Assistant Professor, Doheny and Stein Eye Institute, Department of Ophthalmology, David Geffen School of Medicine, UCLA, Los Angeles, CA, USA
Today, Alex Huang is a glaucoma specialist, a founding member of the Doheny Eye Institute and UCLA affiliation, and NIH-supported clinician scientist whose laboratory is developing an aqueous humor imaging technique, aqueous angiography, that should not only help improve our basic understanding of aqueous outflow, but also help optimize the efficacy of interventions that seek to enhance natural outflow pathways – like some MIGS devices. But Alex’s story begins with neuroscience, not glaucoma.
His undergraduate degree research included work on axon guidance and hippocampal synaptic transmission. As a MD/PhD candidate at The Johns Hopkins University School of Medicine under Solomon Snyder in the Department of Neuroscience, Alex went on to research atypical amino acids and their role in melanocortin production, melanocortin behaviors, and retinal development – and it was this work that prompted him to pursue residency training in ophthalmology at Doheny Eye Institute.

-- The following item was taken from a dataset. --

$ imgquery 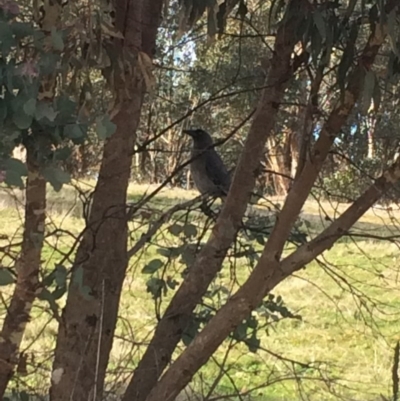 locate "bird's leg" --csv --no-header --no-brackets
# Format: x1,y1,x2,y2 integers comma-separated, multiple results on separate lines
200,198,217,220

This is when his clinical and research interest in glaucoma really began. It started with a basic science research endeavor with James Tan at UCLA/Doheny that involved them identifying collagen and elastin as the biological origins of endogenous trabecular meshwork autofluorescence in the human eye. After that, he became a Heed Ophthalmic Foundation-supported glaucoma fellow with Robert Weinreb at the University of California, San Diego, where Alex, with Robert, developed the basis for his research program that examined the unstudied and potential post-trabecular meshwork sources of aqueous humor outflow resistance in the eye. This led to an NIH Mentored Clinical Scientist Research Career Development Award, and Alex is also funded by the American Glaucoma Society and Research to Prevent Blindness to develop aqueous angiography into a technique that can be used to visualize outflow in a clinical setting. At home, Alex spends his time with his wife, Maggie, and two young sons, Ethan and Evan, most frequently building Legos probably bought at the Legoland theme park in Carlsbad, California.

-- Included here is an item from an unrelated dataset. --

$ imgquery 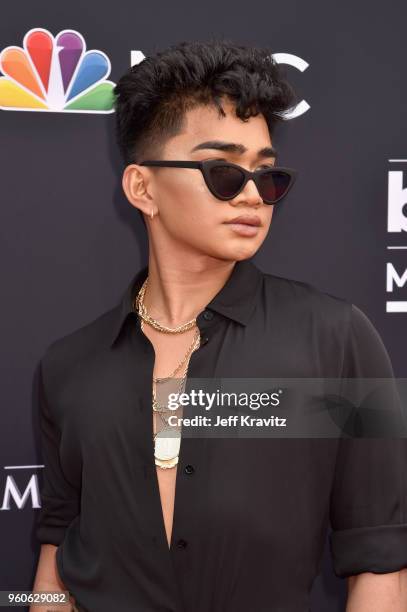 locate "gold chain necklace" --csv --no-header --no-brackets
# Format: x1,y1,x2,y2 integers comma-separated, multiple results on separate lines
135,276,196,334
134,277,200,469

One nominator said: “Alex is an inventor of aqueous angiography, a ground-breaking technique that visualizes real-time aqueous humor outflow for improving the basic understanding of fluid flow in the eye. He is Principal Investigator of several studies that have validated the used of this technology experimentally (post-mortem human eyes and non-human primate live eyes), as well as in human patients. This new technology offers great potential for enhancing and individualizing glaucoma surgery.”